Monday evening’s Wiscasset planning board meeting drew what Chair Karl Olson called a “record” turnout of 20 attendees. Permitting specialist Cole Peters of POWER Engineers, Inc. represented Central Maine Power to propose a new transmission line on 6.3 miles of existing CMP right-of-way land. The line would run 2.9 miles from the Maine Yankee substation to Woolwich and then back into Wiscasset 3.4 miles northeasterly into Alna.
Peters said there would be work in the Maine Yankee yard, as well as the construction of two types of poles that will require board approval. CMP Manager of Permitting and Compliance Gerry Mirabile said the project is related to, but separate from, the New England Clean Energy Connect project and will be a network upgrade owned and operated by CMP. Mirabile said it “is related peripherally to the NECC project.”

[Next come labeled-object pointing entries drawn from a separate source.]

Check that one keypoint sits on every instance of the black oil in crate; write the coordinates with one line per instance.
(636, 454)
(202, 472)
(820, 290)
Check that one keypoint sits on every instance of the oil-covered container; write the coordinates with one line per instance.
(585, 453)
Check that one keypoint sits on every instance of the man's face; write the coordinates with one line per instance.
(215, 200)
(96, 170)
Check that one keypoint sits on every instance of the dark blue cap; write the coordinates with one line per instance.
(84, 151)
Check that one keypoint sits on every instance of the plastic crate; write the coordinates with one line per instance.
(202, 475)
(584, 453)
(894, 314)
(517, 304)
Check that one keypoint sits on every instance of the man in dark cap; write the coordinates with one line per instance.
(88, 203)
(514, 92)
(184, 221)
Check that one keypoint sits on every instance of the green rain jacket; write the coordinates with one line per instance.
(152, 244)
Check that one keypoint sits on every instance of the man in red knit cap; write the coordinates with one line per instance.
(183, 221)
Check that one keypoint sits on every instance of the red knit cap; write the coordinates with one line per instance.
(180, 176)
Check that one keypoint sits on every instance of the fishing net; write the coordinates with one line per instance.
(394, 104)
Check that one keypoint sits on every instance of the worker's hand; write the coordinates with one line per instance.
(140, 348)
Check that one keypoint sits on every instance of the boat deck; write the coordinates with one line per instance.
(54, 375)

This was a preapplication presentation. The board will review the full application for completeness at the next meeting after it’s turned in and a public hearing will happen at the meeting following the vote for completeness.

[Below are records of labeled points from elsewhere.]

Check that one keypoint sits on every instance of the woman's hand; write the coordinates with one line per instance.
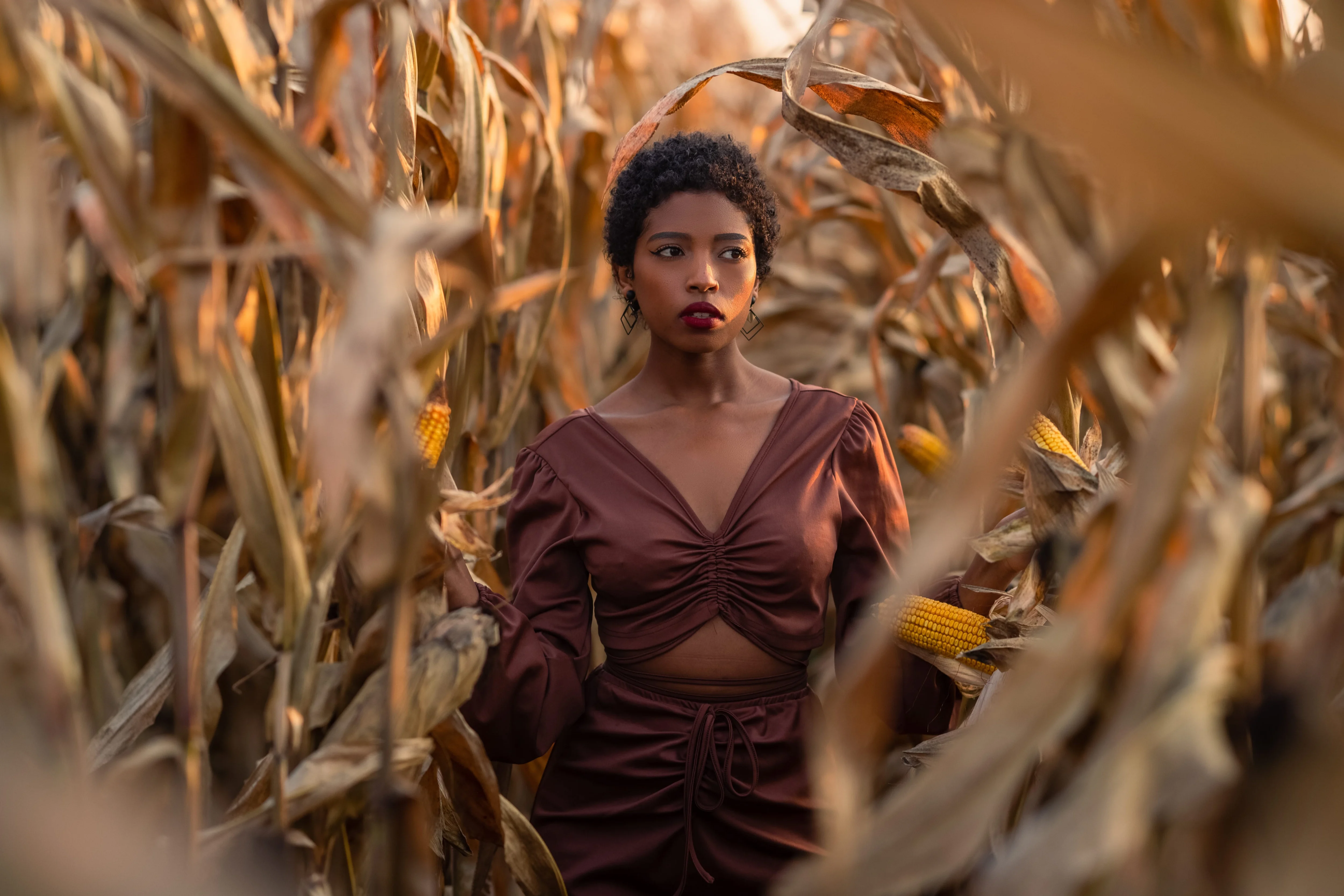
(984, 574)
(459, 584)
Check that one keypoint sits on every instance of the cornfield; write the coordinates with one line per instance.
(285, 285)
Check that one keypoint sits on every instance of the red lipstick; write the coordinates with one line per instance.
(701, 316)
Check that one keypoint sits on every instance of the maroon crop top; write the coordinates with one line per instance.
(820, 507)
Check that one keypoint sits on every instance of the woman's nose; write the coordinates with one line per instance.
(703, 279)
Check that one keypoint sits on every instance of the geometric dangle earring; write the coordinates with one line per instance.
(753, 324)
(632, 314)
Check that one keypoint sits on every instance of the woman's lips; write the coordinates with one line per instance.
(702, 316)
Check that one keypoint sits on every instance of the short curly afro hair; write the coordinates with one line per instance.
(693, 163)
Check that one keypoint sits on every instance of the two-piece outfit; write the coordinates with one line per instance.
(650, 792)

The meeting started with a public hearing on the proposed solar energy systems ordinance headed for the June ballot. Resident Ed Polewarczyk had several questions, mostly on how the ordinance applied or not to roof-mounted solar installments. No other members of the public commented or asked questions.
Amy Burchstead of Willow Lane presented her pre-application for a subdivision. She hopes to convert the downstairs of a duplex into a third apartment but is .4 acres short of the land needed for a subdivision. She also has a 137-acre lot that abuts the property; she cannot currently use any of that land for the duplex due to a conservation easement. She and a real estate agent, Anna Charlotte, representing the interests of a potential tenant, stressed the need for affordable rentals in the area given the influx of people moving to the state. The board concluded it could not give a waiver for the acreage under the ordinance and that, even if the board could, it was concerned about setting a precedent. Olson suggested her best course of action might be to contact Chewonki Foundation, holder of the easement, to request letting her transfer the acreage she needs.
In other business, Olson noted that as part of the town’s contract with Lincoln County Regional Planning Commission, LCRPC may be able to take over the review of projects under 2,500 square feet as a town planner would have done in the past. Board members agreed this would be a helpful service and Emily Rabbe of LCRPC will work with the town manager on the details.
The planning board meets next at 7 p.m. May 10 via Zoom.